Your mobile service provider – and the government through Communication Commission of Kenya, if need be – can produce a record of every number you’ve ever dialled, every text message you’ve sent, all the places you’ve been and, if you’ve got a smartphone, every website you’ve ever visited.
And that is not all. Companies that make many of the most popular smartphone apps for Apple and Android devices such as Twitter, Foursquare and Instagram routinely gather the information in personal address books on the phone and in some cases store it on their own computers.
While Apple says it prohibits and rejects any app that collects or transmits users’ personal data without their permission, that has not stopped some of the most popular applications for the iPhone, iPad and iPod – like Yelp, Gowalla, Hipster and Foodspotting – from taking users’ contacts and transmitting it without their knowledge.
For years, developers have understood that if they give you an easy way to find your friends already using their applications, then you won’t have such a lonely experience and you might continue to use their apps.
So, many of the applications you know, love, and use on a daily basis have a “find friends” feature that scans your address book to find who among your contacts is already using their services.
Although most companies claim not to do this, those that do it commit one of the most grievous of offences because it makes your contacts the property of an unapproved third-party.
Matching purposes
Facebook, Twitter, Foursquare, Instagram and a few others upload either your contacts’ phone numbers or email addresses to their servers for matching purposes. Some of these applications perform this action without first requesting permission or informing you how long they plan to store this data.

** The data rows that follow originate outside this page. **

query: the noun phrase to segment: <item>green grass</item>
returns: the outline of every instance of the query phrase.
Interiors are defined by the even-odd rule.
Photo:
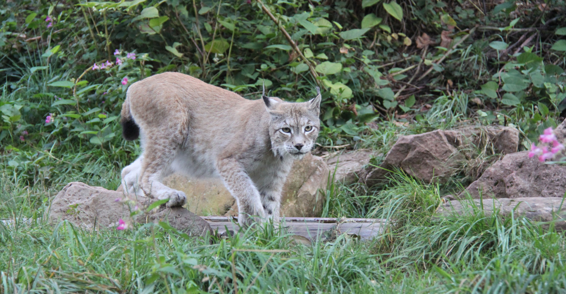
[[[104,177],[71,172],[60,180],[110,187],[107,177],[119,170],[106,169]],[[152,225],[119,231],[48,223],[60,187],[27,188],[9,179],[2,178],[2,217],[33,220],[0,225],[0,293],[566,291],[563,233],[523,219],[434,216],[438,187],[402,173],[379,190],[336,184],[330,195],[329,216],[395,220],[383,235],[310,247],[272,226],[221,239],[187,238]]]

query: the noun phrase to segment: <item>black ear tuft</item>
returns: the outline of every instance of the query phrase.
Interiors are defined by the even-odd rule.
[[[261,99],[263,99],[263,102],[265,103],[265,106],[267,106],[267,108],[269,108],[269,105],[271,104],[271,103],[269,102],[269,98],[267,96],[265,96],[265,95],[262,95]]]
[[[267,96],[265,96],[265,82],[263,82],[263,85],[262,85],[262,87],[263,87],[263,90],[261,92],[261,99],[263,99],[263,102],[265,103],[265,106],[267,106],[267,108],[269,108],[269,106],[271,104],[271,103],[269,102],[269,98]]]

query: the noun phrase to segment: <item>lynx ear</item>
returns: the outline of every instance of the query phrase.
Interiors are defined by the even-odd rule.
[[[269,109],[274,109],[275,108],[275,106],[279,103],[279,102],[277,100],[265,96],[265,84],[263,84],[263,94],[261,94],[261,99],[263,99],[263,103],[265,103],[265,107]]]
[[[320,100],[322,99],[322,95],[320,95],[320,88],[316,87],[316,96],[308,101],[310,108],[313,110],[319,110],[320,109]]]

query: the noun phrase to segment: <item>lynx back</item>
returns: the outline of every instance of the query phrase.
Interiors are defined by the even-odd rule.
[[[134,83],[122,105],[126,140],[142,155],[122,172],[130,193],[169,206],[186,201],[162,179],[171,173],[220,177],[238,204],[238,221],[279,218],[281,190],[293,161],[310,152],[320,129],[321,96],[289,103],[264,94],[250,100],[178,73]],[[254,218],[257,217],[259,218]]]

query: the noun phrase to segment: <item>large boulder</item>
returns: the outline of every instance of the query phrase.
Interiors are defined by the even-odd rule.
[[[459,195],[473,198],[563,197],[566,192],[566,166],[545,164],[529,158],[528,151],[505,155],[490,166]]]
[[[324,160],[308,154],[295,161],[291,170],[283,187],[281,216],[320,216],[328,183],[328,166]],[[234,203],[225,215],[237,214],[238,205]]]
[[[220,178],[195,179],[180,174],[173,174],[163,181],[165,186],[185,192],[189,211],[198,216],[226,213],[235,203]]]
[[[370,160],[375,155],[371,149],[358,149],[330,156],[326,163],[335,182],[351,183],[363,178]]]
[[[307,154],[295,161],[283,187],[281,216],[315,217],[322,212],[328,166],[319,156]],[[187,195],[187,209],[199,216],[238,214],[238,205],[220,179],[195,179],[174,174],[164,180]],[[321,191],[319,191],[321,189]],[[122,191],[121,186],[117,191]]]
[[[474,154],[466,151],[471,146],[490,147],[502,154],[516,152],[518,134],[512,128],[490,126],[401,136],[380,166],[367,173],[366,182],[370,186],[379,183],[386,178],[388,170],[396,168],[426,182],[443,182],[473,157]]]
[[[566,203],[562,197],[527,197],[519,198],[499,198],[498,199],[471,199],[452,200],[441,204],[437,209],[438,214],[462,215],[466,212],[479,212],[483,209],[487,215],[494,211],[503,216],[515,217],[524,216],[536,222],[556,222],[557,229],[566,229]]]
[[[121,201],[123,192],[91,187],[80,182],[69,183],[53,199],[49,210],[52,221],[67,220],[74,225],[91,229],[112,228],[120,219],[130,220],[130,209],[138,205],[147,207],[156,199],[127,195],[129,205]],[[206,221],[182,207],[168,208],[164,205],[133,220],[138,223],[166,221],[173,227],[192,236],[200,236],[211,230]],[[96,226],[96,227],[95,227]]]

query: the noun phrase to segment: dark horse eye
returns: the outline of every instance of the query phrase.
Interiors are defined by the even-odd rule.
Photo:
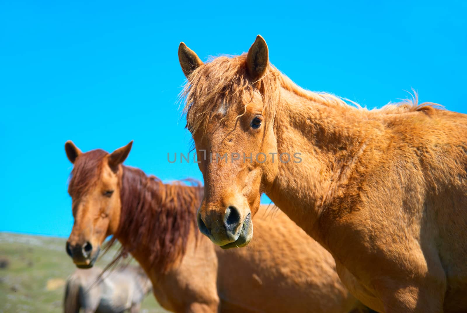
[[[104,195],[110,198],[113,193],[113,190],[106,190],[104,192]]]
[[[259,128],[259,127],[261,126],[261,119],[259,117],[255,117],[251,121],[251,124],[250,124],[250,125],[252,128],[254,128],[255,129]]]

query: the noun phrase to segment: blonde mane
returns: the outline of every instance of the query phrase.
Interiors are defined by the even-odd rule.
[[[263,115],[266,123],[274,123],[281,88],[325,105],[383,114],[432,111],[442,107],[432,102],[418,104],[417,92],[412,89],[414,94],[411,94],[411,99],[389,102],[381,109],[368,110],[356,102],[331,94],[306,90],[270,64],[263,77],[252,81],[248,79],[245,53],[233,57],[216,58],[191,73],[180,95],[181,99],[184,99],[183,113],[186,116],[186,128],[192,133],[199,130],[205,131],[207,124],[219,112],[219,107],[223,109],[224,115],[232,109],[242,109],[244,112],[255,91],[262,97]]]

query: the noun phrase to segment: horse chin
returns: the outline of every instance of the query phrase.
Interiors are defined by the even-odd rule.
[[[243,223],[243,226],[239,236],[238,239],[233,242],[227,243],[226,245],[221,246],[222,249],[230,249],[230,248],[241,248],[248,245],[253,237],[253,223],[251,221],[251,216],[248,215]]]

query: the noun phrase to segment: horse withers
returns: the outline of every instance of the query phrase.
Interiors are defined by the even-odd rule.
[[[121,266],[103,274],[97,267],[78,268],[67,279],[64,310],[65,313],[78,313],[81,308],[84,313],[138,313],[152,289],[150,280],[139,267]]]

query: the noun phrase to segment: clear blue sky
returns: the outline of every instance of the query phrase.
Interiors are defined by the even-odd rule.
[[[202,178],[167,161],[190,147],[175,103],[180,41],[206,60],[260,34],[305,88],[373,108],[413,87],[467,113],[467,2],[306,2],[2,1],[0,231],[68,235],[69,139],[84,151],[133,139],[126,164]]]

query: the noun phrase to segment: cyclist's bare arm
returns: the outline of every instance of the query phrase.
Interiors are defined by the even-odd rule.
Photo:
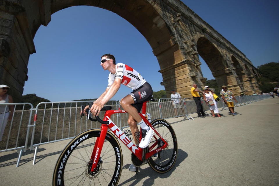
[[[90,108],[90,111],[94,116],[98,116],[101,111],[101,109],[104,107],[104,106],[107,102],[113,96],[115,95],[118,91],[121,85],[122,80],[119,78],[116,78],[114,82],[111,85],[108,91],[103,95],[103,97],[97,102],[94,102],[94,104]],[[102,95],[103,94],[102,94]]]

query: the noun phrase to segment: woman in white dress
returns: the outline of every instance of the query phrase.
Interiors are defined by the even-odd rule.
[[[0,85],[0,103],[13,103],[12,96],[7,94],[7,92],[10,88],[6,85]],[[2,137],[5,127],[8,120],[12,119],[14,112],[14,106],[10,105],[6,107],[5,104],[0,105],[0,142],[2,141]],[[11,111],[10,114],[9,111]]]
[[[205,100],[206,104],[210,107],[210,109],[212,113],[212,117],[213,118],[215,117],[215,114],[214,114],[215,113],[217,113],[218,118],[221,118],[221,116],[219,113],[219,110],[218,110],[218,107],[217,107],[217,104],[213,96],[214,92],[213,92],[212,90],[210,91],[208,88],[207,87],[205,87],[203,88],[203,90],[205,93],[203,95],[203,99]],[[210,103],[209,102],[210,100],[212,101],[213,103],[214,103],[214,105],[210,105]]]

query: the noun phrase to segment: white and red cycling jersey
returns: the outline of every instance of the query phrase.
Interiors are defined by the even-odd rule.
[[[108,88],[110,87],[116,78],[122,79],[121,84],[133,90],[138,88],[146,82],[138,72],[126,65],[122,63],[117,63],[115,66],[115,74],[110,73],[108,75]]]

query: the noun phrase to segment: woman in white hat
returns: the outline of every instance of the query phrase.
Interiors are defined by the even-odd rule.
[[[10,96],[7,94],[7,92],[10,88],[6,85],[0,85],[0,103],[13,103],[12,98]],[[2,141],[2,137],[5,130],[5,127],[8,120],[10,120],[12,117],[14,106],[12,105],[6,106],[6,105],[0,105],[0,142]],[[10,114],[9,111],[11,111]]]
[[[217,107],[217,104],[213,96],[214,92],[212,92],[212,91],[210,91],[208,87],[205,87],[203,88],[203,91],[205,93],[203,95],[203,99],[205,101],[206,104],[210,107],[210,108],[209,109],[212,113],[212,117],[213,118],[215,117],[215,114],[214,113],[217,113],[218,118],[221,118],[221,116],[219,113],[219,110],[218,110],[218,107]],[[210,101],[212,101],[212,102],[211,101],[210,102]],[[211,103],[213,104],[211,105],[211,104],[210,103]]]

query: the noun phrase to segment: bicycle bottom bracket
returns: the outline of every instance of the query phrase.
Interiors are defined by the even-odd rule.
[[[86,165],[85,168],[85,172],[86,176],[88,178],[90,179],[93,179],[97,177],[99,175],[101,171],[102,170],[102,164],[103,163],[103,161],[101,158],[100,157],[100,159],[98,162],[98,163],[96,166],[96,170],[93,171],[91,171],[91,169],[92,168],[92,165],[93,164],[93,160],[91,160],[90,161],[88,162],[87,165]]]
[[[132,153],[131,155],[131,159],[132,159],[132,162],[136,167],[140,167],[142,164],[143,162],[142,161],[141,161],[137,158],[133,153]]]

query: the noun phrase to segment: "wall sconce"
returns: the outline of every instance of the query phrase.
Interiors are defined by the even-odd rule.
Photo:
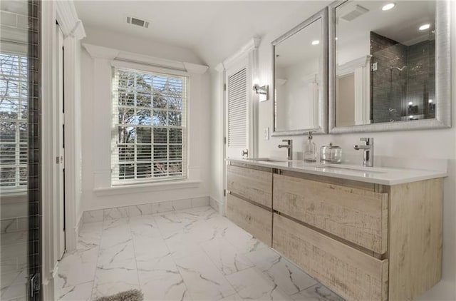
[[[418,113],[418,106],[414,106],[412,101],[408,103],[408,113],[417,114]]]
[[[432,99],[430,99],[428,101],[429,101],[429,111],[430,111],[431,112],[433,112],[434,111],[435,111],[435,103],[434,103],[434,101],[432,101]]]
[[[269,98],[269,88],[268,85],[259,86],[255,83],[253,86],[255,94],[258,94],[259,101],[266,101]]]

In the best cases, they use an encrypted HTTPS connection to upload the data to their servers, but that’s not a given. Their servers then use the address book data to determine contact matches. In many cases, the data is discarded immediately thereafter.

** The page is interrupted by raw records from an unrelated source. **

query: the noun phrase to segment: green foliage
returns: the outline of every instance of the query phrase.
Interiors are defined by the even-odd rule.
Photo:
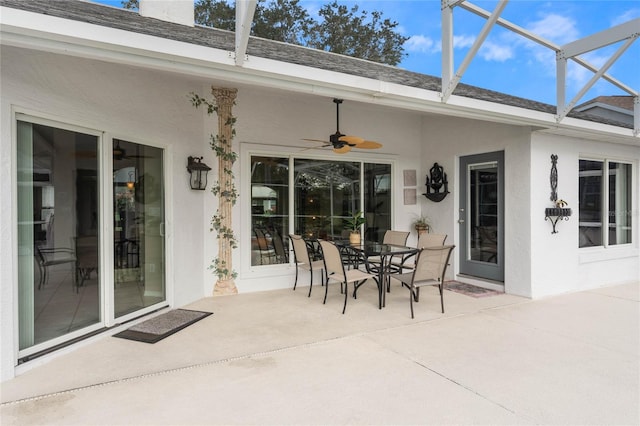
[[[366,219],[362,217],[362,212],[357,212],[353,213],[349,219],[344,219],[344,227],[350,229],[351,232],[358,232],[366,222]]]
[[[337,1],[322,6],[323,18],[311,28],[308,46],[328,52],[396,65],[404,56],[402,45],[408,40],[396,32],[398,23],[382,18],[382,12],[359,12]]]
[[[214,101],[209,101],[198,95],[197,93],[190,93],[190,101],[191,105],[195,108],[200,108],[204,106],[207,108],[207,114],[211,115],[213,113],[218,112],[218,107]],[[235,117],[231,117],[225,124],[231,126],[231,138],[235,136],[236,131],[233,128],[235,126],[236,119]],[[211,141],[209,143],[213,152],[215,152],[216,157],[219,159],[223,159],[229,162],[231,166],[238,158],[238,154],[233,151],[232,140],[226,140],[224,137],[218,137],[216,135],[211,135]],[[222,183],[220,180],[217,180],[212,183],[211,193],[218,197],[219,199],[225,199],[230,202],[231,205],[235,205],[238,200],[238,191],[235,186],[235,176],[233,175],[233,170],[231,168],[225,167],[223,170],[224,174],[228,176],[228,179],[225,179],[225,182]],[[220,214],[220,210],[217,210],[216,213],[211,217],[211,232],[216,233],[216,238],[222,239],[225,244],[228,244],[231,249],[238,248],[238,241],[236,239],[235,233],[233,229],[225,226],[223,224],[224,217]],[[213,273],[218,277],[218,279],[226,279],[226,278],[236,278],[238,274],[230,270],[227,267],[226,262],[221,260],[219,257],[213,259],[211,266],[209,269],[213,270]]]
[[[122,5],[137,9],[138,0],[122,0]],[[380,11],[369,13],[357,4],[348,8],[334,0],[318,15],[320,20],[309,16],[300,0],[258,0],[251,35],[389,65],[397,65],[405,56],[408,37]],[[235,31],[235,3],[196,0],[194,19],[198,25]]]
[[[195,23],[198,25],[235,31],[236,11],[225,1],[198,0],[193,13]]]
[[[122,7],[124,9],[138,10],[138,0],[122,0]]]
[[[299,0],[260,0],[254,14],[252,34],[269,40],[305,45],[315,21]]]
[[[238,277],[238,273],[229,269],[229,267],[227,266],[227,262],[221,260],[218,257],[213,259],[213,262],[211,262],[209,269],[213,270],[213,273],[218,277],[219,280],[223,280],[229,277],[235,279]]]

Last week for example, the Path iPhone app users were surprised to learn that the innards of their address books – contacts’ email addresses and phone numbers – had been uploaded to and stored on Path’s servers. After a public outcry, Path immediately amended its practice to request user permission, and deleted its records.
And you can never be too sure what will happen tomorrow in this fast changing world. This is your address book we’re talking about, probably the most private of all entities.

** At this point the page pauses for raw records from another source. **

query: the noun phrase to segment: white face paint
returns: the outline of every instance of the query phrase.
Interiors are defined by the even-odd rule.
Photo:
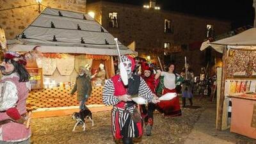
[[[9,60],[6,62],[3,61],[1,64],[1,65],[4,67],[4,70],[2,70],[2,73],[4,75],[8,75],[12,74],[15,69],[14,65],[11,63],[11,60]]]
[[[145,76],[145,77],[148,77],[150,76],[150,74],[151,74],[150,70],[145,70],[144,71],[144,76]]]
[[[132,63],[130,61],[124,61],[124,65],[125,67],[128,76],[131,76],[132,74]]]
[[[80,76],[82,76],[84,74],[84,70],[83,68],[80,68],[78,74],[80,75]]]

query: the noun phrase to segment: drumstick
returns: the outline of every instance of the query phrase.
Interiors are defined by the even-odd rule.
[[[125,67],[124,67],[123,61],[122,61],[121,59],[121,54],[119,49],[119,46],[117,42],[117,38],[114,38],[115,41],[116,42],[116,48],[117,48],[117,52],[118,53],[118,56],[119,56],[119,60],[120,60],[120,76],[122,81],[123,81],[123,83],[124,85],[127,85],[128,84],[128,74],[127,72],[126,71]]]

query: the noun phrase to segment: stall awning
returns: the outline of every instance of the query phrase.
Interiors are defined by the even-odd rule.
[[[114,36],[87,14],[45,8],[18,35],[8,41],[15,51],[117,55]],[[118,42],[122,54],[137,52]]]
[[[204,42],[200,50],[203,51],[211,46],[218,52],[222,52],[226,45],[237,49],[256,49],[256,28],[251,28],[236,35],[213,42],[209,42],[209,40]]]

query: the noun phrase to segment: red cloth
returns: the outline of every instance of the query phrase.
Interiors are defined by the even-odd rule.
[[[147,84],[150,88],[153,93],[155,93],[155,89],[156,86],[156,83],[155,81],[155,75],[151,74],[149,77],[147,77],[145,76],[143,77],[144,81],[146,82]]]
[[[127,94],[127,89],[124,87],[124,85],[123,84],[123,82],[122,81],[118,81],[120,79],[120,75],[116,75],[113,77],[112,77],[111,80],[113,81],[114,83],[114,87],[115,87],[115,92],[114,92],[114,95],[116,97],[119,97],[120,95]],[[125,102],[121,101],[119,103],[118,103],[116,106],[116,107],[124,109]],[[113,112],[112,112],[113,113]],[[119,112],[117,112],[118,113]],[[113,115],[113,113],[112,113]],[[120,124],[118,122],[118,118],[119,118],[120,115],[115,115],[115,117],[112,117],[112,118],[115,118],[115,123],[112,124],[112,125],[114,125],[116,129],[115,133],[114,133],[115,138],[116,139],[121,139],[123,138],[123,136],[121,135],[121,129],[122,127],[120,127]],[[112,120],[113,122],[113,120]],[[139,122],[136,124],[136,128],[138,129],[138,132],[139,136],[141,136],[143,134],[143,124],[142,124],[142,120],[139,121]],[[114,132],[114,131],[113,131]]]
[[[118,81],[120,78],[120,75],[116,75],[112,77],[111,80],[115,85],[114,95],[118,97],[122,95],[127,94],[127,89],[124,87],[124,83],[122,81]],[[120,108],[124,108],[125,102],[121,101],[116,105]]]
[[[20,115],[16,108],[12,108],[6,110],[6,114],[12,119],[17,120],[20,118]]]
[[[164,88],[163,94],[175,92],[175,89],[169,90]],[[164,114],[164,116],[176,116],[181,115],[179,97],[175,97],[170,100],[162,100],[156,104],[156,107],[159,111]]]

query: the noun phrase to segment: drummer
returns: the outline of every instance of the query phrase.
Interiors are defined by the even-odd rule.
[[[162,94],[167,93],[176,93],[176,84],[179,84],[179,81],[180,78],[180,76],[174,71],[175,65],[173,63],[167,65],[168,68],[168,72],[161,72],[157,70],[156,74],[156,79],[160,76],[163,76],[163,91]],[[164,113],[166,116],[177,116],[181,115],[181,110],[180,102],[178,97],[170,100],[161,101],[156,104],[156,108],[161,113]]]

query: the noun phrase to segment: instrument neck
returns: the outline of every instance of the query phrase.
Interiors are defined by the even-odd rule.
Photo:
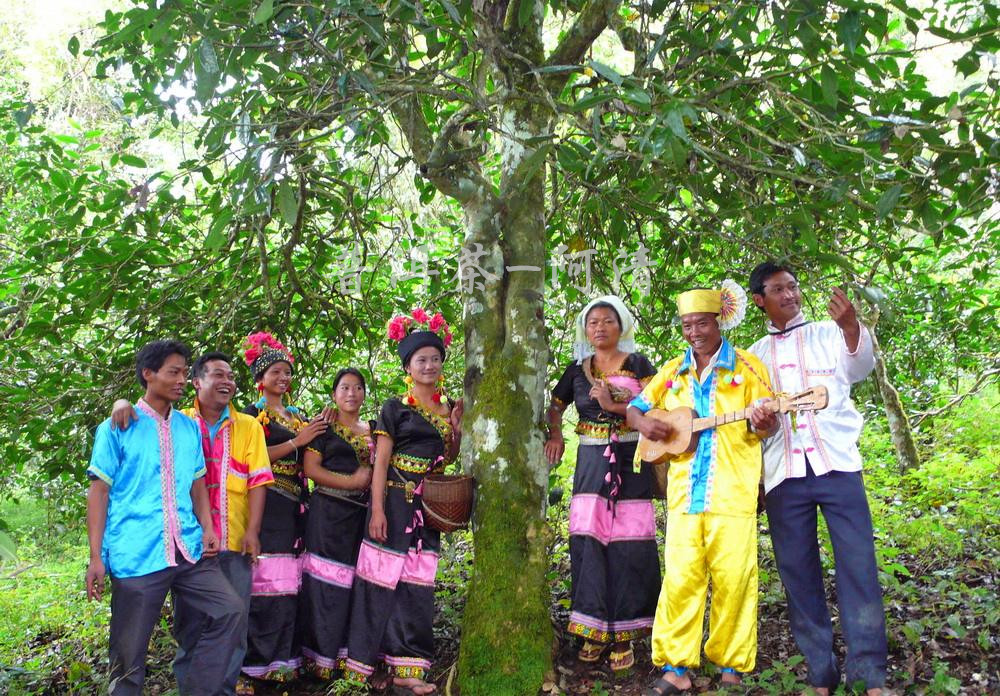
[[[771,411],[778,410],[778,405],[775,404],[774,402],[764,404],[764,407],[770,409]],[[738,423],[743,420],[750,420],[750,413],[752,411],[753,411],[753,406],[747,406],[746,408],[740,409],[738,411],[730,411],[729,413],[723,413],[718,416],[706,416],[704,418],[695,418],[691,430],[696,433],[699,433],[702,430],[717,428],[720,425],[726,425],[727,423]]]

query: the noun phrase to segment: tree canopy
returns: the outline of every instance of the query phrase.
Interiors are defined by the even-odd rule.
[[[67,50],[114,118],[54,128],[0,83],[0,394],[21,414],[0,425],[6,467],[79,476],[151,338],[235,350],[270,329],[300,355],[305,399],[348,362],[382,397],[398,386],[385,321],[434,306],[465,329],[451,385],[473,402],[465,464],[498,486],[487,501],[517,482],[535,509],[510,542],[536,568],[530,592],[545,380],[569,312],[616,292],[662,357],[678,290],[745,281],[768,256],[802,271],[818,308],[833,284],[878,307],[890,381],[931,411],[942,385],[1000,368],[998,14],[968,0],[108,10]],[[942,47],[957,49],[944,92],[923,58]],[[528,435],[498,469],[487,432],[505,391],[523,418],[500,441]],[[544,649],[543,635],[537,659],[470,652],[463,678],[532,683]]]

It’s the digital repository of the personal and professional relationships you’ve amassed over time, and a simple click of a button could expose those relationships to strangers with malicious intents.
Also, much of the data in your address book belongs to other people; their cell phone numbers, for instance, and has been entrusted to you with the understanding that you will keep it private.
It’s also a security risk. Should the company’s database ever get compromised, that information would become the hackers’ property as well. And who knows what the hacker would do with such groundswell of privileged data?
So should we be worried about mobile phone service companies, app makers and government knowing too much about our daily lives, thanks to our cellphones?
Some people argue that it doesn’t hurt to be aware of the issue, but as long as you’re using the phone securely and making sure you aren’t giving away too much personal information or financial data, the notion that you’ve lost all privacy is probably overblown.